ハンガリー日記

/2026-06-02

クルトーシュカラーチ——螺旋形の甘い誘惑

ブダペストの街を歩いていると、どこからともなく甘くて香ばしい匂いが漂ってくることがあります。その正体はクルトーシュカラーチ(Kürtőskalács)——炭火や専用の回転焼き機で焼かれる、ハンガリーの伝統的なスパイラル状の菓子パンです。英語では "chimney cake"(煙突ケーキ)とも呼ばれ、その名のとおり筒状の形が特徴的です。

クルトーシュカラーチの歴史

クルトーシュカラーチの起源は数百年前にさかのぼり、トランシルヴァニア地方(現在のルーマニア)のハンガリー系コミュニティで生まれたとされています。特別な祝祭や市場の日に振る舞われてきた祝いの菓子で、今もルーマニアのハンガリー系住民や、ハンガリー本国の両方で愛されています。2010年にはハンガリーの文化遺産にも登録され、国民的なおやつとして広く認知されるようになりました。

かつては結婚式や洗礼式などの人生の節目に欠かせない一品でしたが、現代では観光地の屋台や専門店で気軽に味わえるストリートフードとして定着しています。

作り方と食べ方

生地はシンプルなイースト生地で、薄く伸ばしてから木製や金属製の円筒形の芯棒にらせん状に巻きつけます。砂糖をまぶしながらゆっくりと回転させ、炭火や電気の熱で表面をこんがりキャラメリゼ。
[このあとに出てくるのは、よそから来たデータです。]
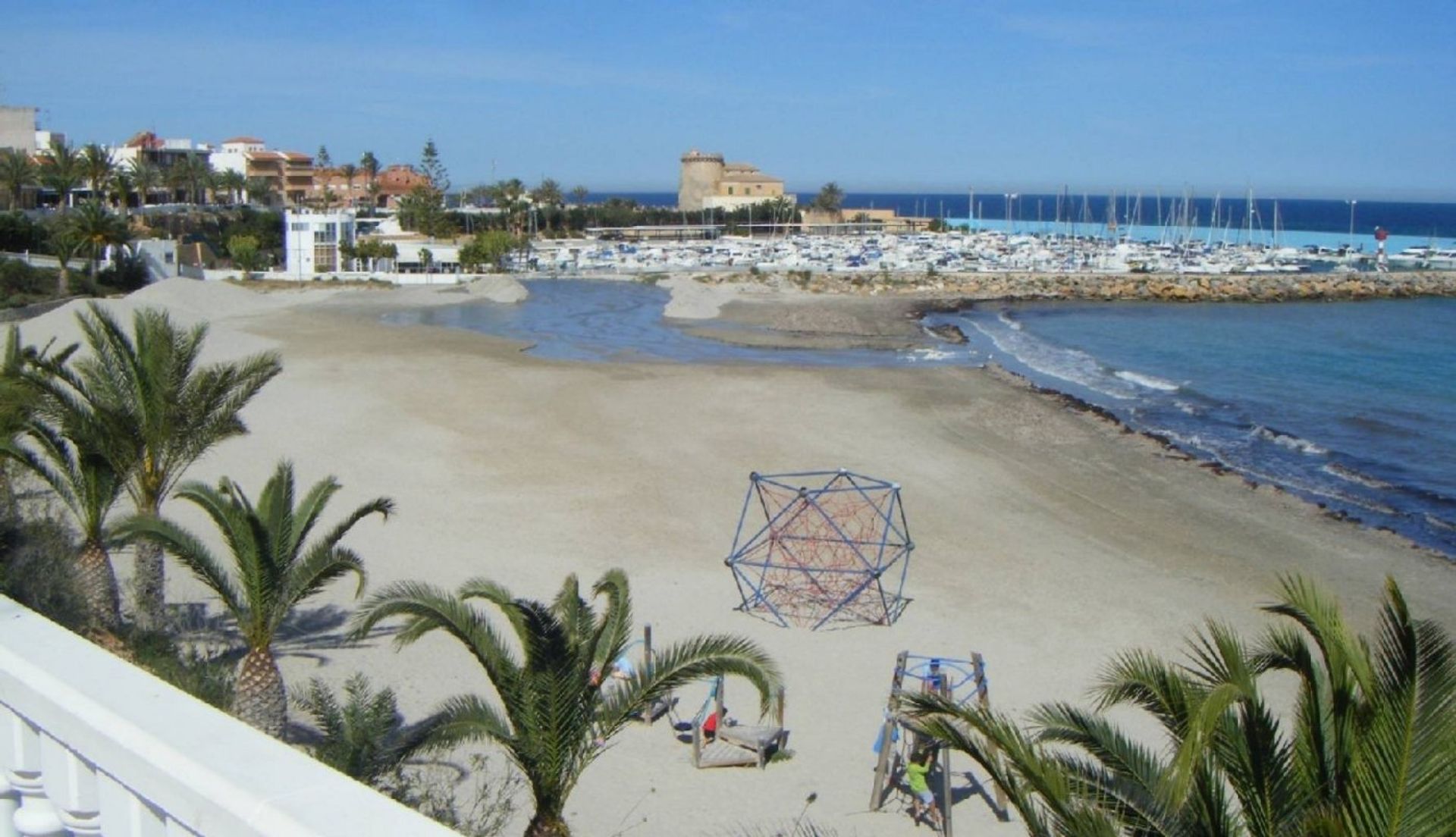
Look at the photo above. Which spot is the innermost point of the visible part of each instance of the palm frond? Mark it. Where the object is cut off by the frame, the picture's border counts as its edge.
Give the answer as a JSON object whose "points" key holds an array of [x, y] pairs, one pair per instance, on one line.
{"points": [[1402, 781], [193, 553], [425, 609]]}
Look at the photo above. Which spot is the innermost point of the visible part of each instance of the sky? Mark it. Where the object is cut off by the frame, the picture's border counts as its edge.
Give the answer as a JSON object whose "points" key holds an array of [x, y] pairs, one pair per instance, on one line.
{"points": [[1289, 98]]}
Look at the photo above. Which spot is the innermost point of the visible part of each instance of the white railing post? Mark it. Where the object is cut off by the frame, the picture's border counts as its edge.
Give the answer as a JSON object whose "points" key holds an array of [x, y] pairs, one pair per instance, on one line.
{"points": [[124, 814], [36, 816], [9, 804], [71, 782]]}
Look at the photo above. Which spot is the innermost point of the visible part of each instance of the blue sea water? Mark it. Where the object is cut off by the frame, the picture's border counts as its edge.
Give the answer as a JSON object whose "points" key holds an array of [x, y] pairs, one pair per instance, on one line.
{"points": [[1351, 405], [1411, 223]]}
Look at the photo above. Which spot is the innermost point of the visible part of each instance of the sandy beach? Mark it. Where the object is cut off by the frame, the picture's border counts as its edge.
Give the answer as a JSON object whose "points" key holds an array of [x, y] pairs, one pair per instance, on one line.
{"points": [[1047, 539]]}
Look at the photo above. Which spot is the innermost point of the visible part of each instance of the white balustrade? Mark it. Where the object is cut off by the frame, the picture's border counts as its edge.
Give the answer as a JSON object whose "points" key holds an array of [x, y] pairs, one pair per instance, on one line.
{"points": [[92, 746]]}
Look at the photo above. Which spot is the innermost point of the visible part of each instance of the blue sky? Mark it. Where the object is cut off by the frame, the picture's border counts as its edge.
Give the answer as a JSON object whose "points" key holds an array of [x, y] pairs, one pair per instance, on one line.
{"points": [[1291, 98]]}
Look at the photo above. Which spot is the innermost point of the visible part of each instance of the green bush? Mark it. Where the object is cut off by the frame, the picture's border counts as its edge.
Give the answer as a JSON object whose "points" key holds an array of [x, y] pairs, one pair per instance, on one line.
{"points": [[207, 676], [22, 284], [20, 235], [36, 568]]}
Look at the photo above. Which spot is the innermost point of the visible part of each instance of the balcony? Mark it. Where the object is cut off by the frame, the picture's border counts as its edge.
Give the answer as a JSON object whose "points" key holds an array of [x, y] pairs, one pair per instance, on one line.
{"points": [[92, 746]]}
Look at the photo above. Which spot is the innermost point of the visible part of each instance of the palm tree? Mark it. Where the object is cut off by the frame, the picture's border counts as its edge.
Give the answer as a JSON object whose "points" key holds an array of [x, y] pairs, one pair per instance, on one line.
{"points": [[369, 165], [364, 737], [1367, 751], [121, 185], [273, 569], [63, 440], [64, 245], [61, 171], [96, 229], [234, 182], [146, 177], [17, 172], [348, 171], [258, 190], [96, 166], [554, 716], [172, 409]]}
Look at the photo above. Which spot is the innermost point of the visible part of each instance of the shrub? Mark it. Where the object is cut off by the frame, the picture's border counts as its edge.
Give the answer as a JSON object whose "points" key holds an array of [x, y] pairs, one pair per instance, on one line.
{"points": [[204, 674], [36, 568]]}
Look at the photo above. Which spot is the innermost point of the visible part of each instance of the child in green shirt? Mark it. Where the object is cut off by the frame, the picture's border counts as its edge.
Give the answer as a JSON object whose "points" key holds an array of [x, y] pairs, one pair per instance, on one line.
{"points": [[918, 773]]}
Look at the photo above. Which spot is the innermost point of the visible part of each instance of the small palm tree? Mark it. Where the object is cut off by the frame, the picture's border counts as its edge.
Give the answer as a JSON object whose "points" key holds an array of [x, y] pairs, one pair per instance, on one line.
{"points": [[121, 185], [234, 183], [146, 177], [1369, 748], [369, 165], [96, 166], [273, 569], [61, 171], [172, 409], [96, 229], [64, 245], [348, 172], [554, 716], [18, 172], [363, 735], [63, 440]]}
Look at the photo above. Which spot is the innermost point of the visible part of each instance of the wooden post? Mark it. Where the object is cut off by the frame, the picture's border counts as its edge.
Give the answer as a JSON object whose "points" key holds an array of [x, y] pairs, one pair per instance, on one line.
{"points": [[877, 797], [984, 699], [946, 797], [647, 664]]}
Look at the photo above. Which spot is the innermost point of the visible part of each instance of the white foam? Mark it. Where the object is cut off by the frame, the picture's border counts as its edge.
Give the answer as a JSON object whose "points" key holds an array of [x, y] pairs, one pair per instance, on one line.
{"points": [[1350, 475], [1068, 364], [1289, 441], [1150, 382]]}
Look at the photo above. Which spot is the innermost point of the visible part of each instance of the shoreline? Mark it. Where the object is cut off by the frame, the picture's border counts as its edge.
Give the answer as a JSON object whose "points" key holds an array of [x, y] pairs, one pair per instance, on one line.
{"points": [[1047, 539]]}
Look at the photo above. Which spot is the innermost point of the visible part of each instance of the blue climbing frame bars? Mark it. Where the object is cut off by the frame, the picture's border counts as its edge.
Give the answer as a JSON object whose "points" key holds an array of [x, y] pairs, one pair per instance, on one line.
{"points": [[823, 550]]}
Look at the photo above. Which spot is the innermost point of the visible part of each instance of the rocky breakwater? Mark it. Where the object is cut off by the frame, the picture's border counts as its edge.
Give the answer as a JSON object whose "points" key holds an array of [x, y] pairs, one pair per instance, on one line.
{"points": [[1153, 287]]}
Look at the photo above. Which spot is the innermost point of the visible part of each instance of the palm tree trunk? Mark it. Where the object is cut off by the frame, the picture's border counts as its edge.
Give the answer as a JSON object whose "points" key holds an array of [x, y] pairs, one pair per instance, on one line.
{"points": [[548, 824], [98, 582], [259, 699], [147, 584]]}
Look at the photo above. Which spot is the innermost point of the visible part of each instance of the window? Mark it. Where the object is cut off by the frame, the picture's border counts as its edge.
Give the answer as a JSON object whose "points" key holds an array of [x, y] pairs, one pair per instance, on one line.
{"points": [[324, 258]]}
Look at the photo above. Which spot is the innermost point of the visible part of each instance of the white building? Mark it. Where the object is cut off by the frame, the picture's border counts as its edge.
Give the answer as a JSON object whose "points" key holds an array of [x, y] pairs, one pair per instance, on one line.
{"points": [[312, 240], [235, 152], [18, 128]]}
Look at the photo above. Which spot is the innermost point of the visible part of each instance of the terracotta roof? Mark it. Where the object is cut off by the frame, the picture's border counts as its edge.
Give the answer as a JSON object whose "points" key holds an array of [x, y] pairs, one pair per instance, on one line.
{"points": [[143, 140], [748, 178]]}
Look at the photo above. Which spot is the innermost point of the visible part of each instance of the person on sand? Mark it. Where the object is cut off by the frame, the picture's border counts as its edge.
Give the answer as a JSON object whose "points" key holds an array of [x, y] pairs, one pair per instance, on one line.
{"points": [[711, 724], [918, 776]]}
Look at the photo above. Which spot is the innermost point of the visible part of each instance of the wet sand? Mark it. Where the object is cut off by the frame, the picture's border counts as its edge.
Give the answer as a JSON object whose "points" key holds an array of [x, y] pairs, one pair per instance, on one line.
{"points": [[1047, 539]]}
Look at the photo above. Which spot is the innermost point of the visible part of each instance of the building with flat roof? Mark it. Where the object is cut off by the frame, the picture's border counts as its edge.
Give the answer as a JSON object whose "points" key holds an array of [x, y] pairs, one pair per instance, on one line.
{"points": [[312, 240], [707, 182], [289, 175], [18, 128]]}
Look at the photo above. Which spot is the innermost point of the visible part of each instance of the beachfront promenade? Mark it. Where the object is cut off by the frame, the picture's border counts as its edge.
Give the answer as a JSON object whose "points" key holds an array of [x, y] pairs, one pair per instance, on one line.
{"points": [[91, 745]]}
焼きあがると芯棒からスルリと抜き取り、筒状の形を保ったまま手渡してくれます。

  • プレーン(砂糖のみ): 素朴な甘さで生地のふわっとした食感を楽しめる定番
  • シナモン: スパイスの香りが生地に染みて、秋冬にぴったり
  • ナッツ(クルミ・アーモンド): 香ばしさがプラスされてリッチな味わい
  • チョコ・ヌテラ巻き: 観光地のモダンな屋台で人気のアレンジ版

食べ方はとても自由。一層ずつらせん状にちぎりながら食べるのが王道ですが、筒の中にソフトクリームやチョコを詰めたバージョンもあり、インスタ映えするビジュアルで若い旅行者に大人気です。

どこで食べられる?

ブダペストではヴァーツィ通り(Váci utca)中央市場(Nagy Vásárcsarnok)周辺に専門の屋台や小さな店が並んでいます。クリスマスマーケットの時期には街のあちこちに焼き台が登場し、焼きたてをホットチョコレートと合わせて楽しむのがローカル流。夏はバラトン湖畔のリゾート地でも定番のおやつとして売られています。地元の人が並んでいるお店を選ぶと、お値打ち価格でおいしいものに出会えることが多いです。

まとめ

クルトーシュカラーチは、見た目の楽しさ・焼きたての香り・シンプルな材料が組み合わさった、ハンガリー食文化の宝石のような存在です。グヤーシュやラーンゴシュと並んで「ハンガリーに来たら絶対食べたい一品」として、多くの旅行者の記憶に刻まれています。もし街角で甘い香りに気づいたら、ぜひ立ち止まってみてください——きっと焼きたてのクルトーシュカラーチが待っています。